Weiterhin ist Pulp Fiction in jedem Fall und bekanntermaßen "schlecht". "Schlecht" bedeutet in diesem Zusammenhang, daß die Prinzipien der abendländischen Erzählkunst, allen voran die "Wahrscheinlichkeit", nur sehr mangelhaft umgesetzt sind. Was einem hier vorgesetzt wird, kann nie und nimmer so in der Realität passieren. Es handelt sich um haarsträubende Stories von Glück und Gewalt, in denen das Schicksal so heftig zuschlägt, daß man es nicht glauben mag. Mit anderen Worten: Antriebskraft dieser Stories ist nicht die Logik, sondern der Zufall. Das fatale Zusammentreffen von Leuten und Umständen ist auch bei Tarantino das grundlegende Prinzip. Wie andere "postmoderne" Filme der letzten Jahre flirtet "Pulp Fiction" heftig mit der Chaos-Theorie: Kann man die Natur, die Gesellschaft, das persönliche Leben einzelner Menschen gesetzmäßig ordnen und damit beherrschen? Oder regiert der Zufall und damit die Ordnung das Chaos? Schon in "Reservoir Dogs" hat sich Tarantino mit diesen Fragen beschäftigt und am Beispiel eines vermeintlich perfekten Geldraubes demonstriert, wie rationale Planung am "subjektiven Faktor" und am dummen Zufall zuschanden wird. Auch in "Pulp Fiction" sind es die unglaublichen Fügungen, die eine ganze Reihe von Mini-Dramen generieren.

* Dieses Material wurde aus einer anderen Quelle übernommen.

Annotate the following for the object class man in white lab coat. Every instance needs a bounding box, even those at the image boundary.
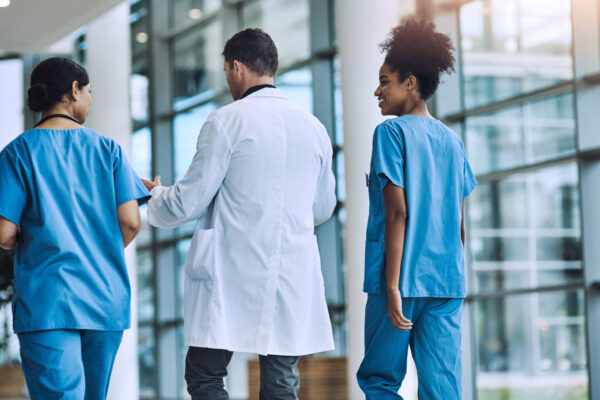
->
[145,29,336,400]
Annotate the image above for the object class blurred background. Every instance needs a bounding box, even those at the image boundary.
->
[0,0,600,400]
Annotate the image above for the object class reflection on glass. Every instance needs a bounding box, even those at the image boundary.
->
[173,21,224,110]
[275,67,313,112]
[169,0,221,28]
[176,239,192,317]
[242,0,310,66]
[173,103,217,180]
[137,251,154,322]
[138,326,156,398]
[469,164,582,292]
[460,0,573,107]
[475,291,588,400]
[466,93,575,174]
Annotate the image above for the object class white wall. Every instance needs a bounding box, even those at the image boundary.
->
[0,60,25,150]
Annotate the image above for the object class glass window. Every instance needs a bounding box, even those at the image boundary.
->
[129,55,150,124]
[275,67,313,112]
[169,0,221,28]
[466,93,575,174]
[333,56,344,146]
[129,0,149,58]
[130,128,153,244]
[469,163,582,292]
[242,0,310,66]
[460,0,573,108]
[138,326,156,398]
[137,250,154,322]
[173,103,217,180]
[173,21,225,110]
[475,291,588,400]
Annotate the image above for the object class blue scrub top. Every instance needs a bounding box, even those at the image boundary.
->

Und schließlich: Pulp Fiction ist "billig" wie das Papier, auf das sie gedruckt ist und das ihr den Namen gab. "Billig" meint hier die schnelle, umweglose Befriedigung von niederen Instinkten. Im bildungsbürgerlichen Sprachgebrauch heißt "billig", was nicht in differenzierter künstlerischer Gestaltungsarbeit mühevoll der Banalität abgerungen wurde. Dahinter steckt die Auffassung, daß "wahre" Kunst den Umweg über die Sublimierung gehen muß. Denn die unmittelbare, ungeschlachte, grobe Schilderung, der direkte und brutale Zugriff auf die Dinge kann und darf niemals Kunst sein, sondern ist immer nur der "billige" Effekt. Insofern führt Tarantino in "Pulp Fiction" auch eine Auseinandersetzung mit unseren traditionellen Kunstbegriffen. Er stellt erneut die Frage, die schon bei David Lynchs "Wild at Heart" (fd 28 529), der ebenfalls in Cannes preisgekrönt wurde, die Gemüter bewegte: Kann ein Film, in dem Leuten die Köpfe weggeschossen werden, Kunst sein? In "Pulp Fiction" wirbelt Tarantino die etablierten Kultur-Levels gründlich durcheinander. Er kreuzt das "hohe" mit dem "niederen" Niveau, den elaborierten mit dem beschränkten Code; er ist ebenso trivial wie sophisticated, grob wie raffiniert, ebenso plakativ wie subtil. Die Gespräche zwischen Vincent und Jules pendeln unberechenbar, aber doch irgendwie folgerichtig zwischen Sitcom und Mystik, zwischen Slang und Samuel Beckett. Intelligent und in perfekt geschliffener Form meditiert "Pulp Fiction" über die Grob- und Dummheiten unserer Zivilisation.